Does anyone ever find working with cultivated herbs as powerful as working with wild herbs? I ask because native plants in Florida can be complicated to
work with.

Also, I like to burn rosemary. I've used it with copal. Does anyone burn rosemary with other herbs?

Oddity
06-09-2009, 06:52
Hi Merissa!
When you say you are working with herbs, what do you do?
Are they going to somehow interact with your body on the physical level (herbal medicine, teas, etc) or do you mean you are working with them more on a spiritual level? (not that you can't do both at the same time of course, but I hope you know what I mean)

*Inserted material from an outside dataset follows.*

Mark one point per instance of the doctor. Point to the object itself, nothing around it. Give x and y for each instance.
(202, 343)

In my experience there is a difference between wild and cultivated herbs, but whether one works better than the other (or the other way around, as it can be) depends on what you need the herb to do, and what context you are working in. Sometimes one is better, sometimes the other is better, sometimes the difference that is there doesn't matter at all for what you want to do.

Scorpio Kitten
11-09-2009, 15:43
First let me say I personally have never worked with wild herbs or herbs I have cultivated myself - all of my herbs I buy dried from local New Age shops. But it would seem to me that cultivated herbs would have more magical energy than wild herbs if they had been cultivated with that purpose in mind. I would think that the intent would add a lot more potency to the herb.

But I also agree with Oddity - it really depends on what you're doing with the herbs. For instance, cultivated herbs would be great for specific intentions - like purification, dreams, etc. - while wild herbs would be really appropriate for celebrating or getting closer to nature.

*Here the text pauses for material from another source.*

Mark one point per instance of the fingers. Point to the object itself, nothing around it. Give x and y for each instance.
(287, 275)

But I will say if you're ingesting them in any way it's probably wise to stay away from wild herbs as a safety precaution.

canid
11-09-2009, 23:24
I do both. Some herbs grow so rampant there's no need to cultivate them. Others I grow myself. Certainly it can be dangerous to use unidentified wild plants, for instance Queen Anne's Lace greatly resembles the dreaded poison Hemlock - the difference being Hemlock has a hollow stem & smells like mouse droppings. Children have been known to blow on a Hemlock stem, like a straw; the small amount of toxins on lips has been known to kill. I don't have a need to grow Belladonna because it's literally everywhere here. Anyone want some? I've spent decades identifying & classifying both wild edibles in my area & those to stay away from. So it's definitely doable, just educate yourself.

merissa_88
25-09-2009, 11:01
I'm working with different herbs in three ways:

Making teas or burning as incense. I only do this with culinary herbs. The red bay is wild but can be burnt - some people use it for cooking. I have not burnt it or cooked with it yet.



Meditating with each plant, trying to get to know it on the spiritual level.



For wild plants, that I don't plan to take, asking the plant what physical problem it heals. Then check out that information with an herbal book or ethnobotany book. This has turned out to be a surprisingly accurate way to get information. The wild plants really want to communicate. I'm just not always great at listening.



For wild plants, I'm having to get to know them on the energetic level. There are too many tricky plants in Florida and I don't know how to work with them in a safe way. I'm reading this great book called "Herbal Rituals". The author is able to wildcraft a lot of edible herbs in her environment. That must be a lot of fun! Canid, it sounds like you're able to do that were you are.



Scorpio Kitten and Oddity, it seems like learning about the wild herbs makes it easier to work with cultivated ones. However, I need to meditate with each plant - whether wild or cultivated - before I use them for any purpose. It just helps a lot if I do that.